I only have two and a half days of freedom left. On Sunday night I have my first faculty meeting, and then the school year will be in full swing for me. I love my job, but I am trying to drain every bit of vacation from this week that I can.
Today I went to Portland, TN with my parents to have lunch with my sister at Five Chefs. I enthusiastically recommend this charming restaurant. But good luck with finding it. They don’t advertise, and the sign in the front is tiny and inconspicuous. It’s all by word of mouth, and it seems to be doing quite well. They only serve breakfast and lunch, and there is also a lovely attached store called Occasions which holds an array of knick knacks, décor, furniture, and accessories. Delicious food, fun shopping, quaint atmosphere. I loved it. And of course I know that my companions lent quite a bit to the experience.

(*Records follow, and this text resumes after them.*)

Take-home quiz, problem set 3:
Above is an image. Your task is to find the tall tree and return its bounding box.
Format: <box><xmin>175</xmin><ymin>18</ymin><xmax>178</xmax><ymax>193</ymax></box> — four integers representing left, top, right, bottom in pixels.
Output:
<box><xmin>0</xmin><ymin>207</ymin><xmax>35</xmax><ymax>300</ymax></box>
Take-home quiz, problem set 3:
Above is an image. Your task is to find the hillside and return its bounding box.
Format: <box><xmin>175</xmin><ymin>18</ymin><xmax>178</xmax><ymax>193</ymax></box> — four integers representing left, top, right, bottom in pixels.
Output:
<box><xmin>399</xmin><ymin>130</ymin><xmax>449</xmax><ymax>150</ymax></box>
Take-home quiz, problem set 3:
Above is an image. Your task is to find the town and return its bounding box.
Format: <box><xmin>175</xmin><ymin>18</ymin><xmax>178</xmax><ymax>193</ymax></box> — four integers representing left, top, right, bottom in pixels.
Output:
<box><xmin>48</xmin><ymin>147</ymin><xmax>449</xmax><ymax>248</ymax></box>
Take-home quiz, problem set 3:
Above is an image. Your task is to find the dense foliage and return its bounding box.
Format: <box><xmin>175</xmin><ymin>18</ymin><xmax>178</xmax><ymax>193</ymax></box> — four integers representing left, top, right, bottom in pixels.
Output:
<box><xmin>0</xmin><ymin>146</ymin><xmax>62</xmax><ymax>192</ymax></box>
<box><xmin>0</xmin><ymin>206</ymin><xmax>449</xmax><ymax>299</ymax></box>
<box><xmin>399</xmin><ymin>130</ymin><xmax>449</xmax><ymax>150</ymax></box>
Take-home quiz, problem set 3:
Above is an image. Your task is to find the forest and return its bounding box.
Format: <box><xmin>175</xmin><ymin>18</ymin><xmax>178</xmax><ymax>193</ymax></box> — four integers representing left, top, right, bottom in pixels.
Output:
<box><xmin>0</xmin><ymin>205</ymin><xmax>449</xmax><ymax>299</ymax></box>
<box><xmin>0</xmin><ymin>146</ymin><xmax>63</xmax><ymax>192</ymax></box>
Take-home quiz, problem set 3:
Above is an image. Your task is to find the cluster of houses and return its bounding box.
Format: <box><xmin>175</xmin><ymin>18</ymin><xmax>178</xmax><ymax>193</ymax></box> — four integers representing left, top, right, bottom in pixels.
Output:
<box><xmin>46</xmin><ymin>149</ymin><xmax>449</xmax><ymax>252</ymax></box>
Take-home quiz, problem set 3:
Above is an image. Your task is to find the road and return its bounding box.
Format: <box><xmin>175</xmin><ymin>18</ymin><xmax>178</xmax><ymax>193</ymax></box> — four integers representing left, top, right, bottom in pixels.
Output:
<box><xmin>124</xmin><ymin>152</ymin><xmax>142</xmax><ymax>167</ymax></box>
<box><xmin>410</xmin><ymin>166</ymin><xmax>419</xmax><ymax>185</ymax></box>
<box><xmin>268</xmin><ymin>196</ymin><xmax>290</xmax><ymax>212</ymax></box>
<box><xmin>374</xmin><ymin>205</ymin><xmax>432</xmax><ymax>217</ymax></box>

After Eva went back to work, we paid her a short visit at the bank, and then we made our way back to Nashville on Highway 31. I love traveling the old highways instead of the interstate. It’s a most relaxed ride, and there’s always so much more to see and talk about. Chris and I used to spend a fair amount of time driving old highways, back country roads, and down the Natchez Trace. It’s one of the factors of us falling in love. I hope that we’ll be able to take many road trips together in the future.
1 comment:
The media can make the world seem like a cold and scary place but those are just a few remote things that are happening in our world today. Its hard to remember God's promises when you see so much. Just pray that he will help you, as we all should do, and then leave it up to him.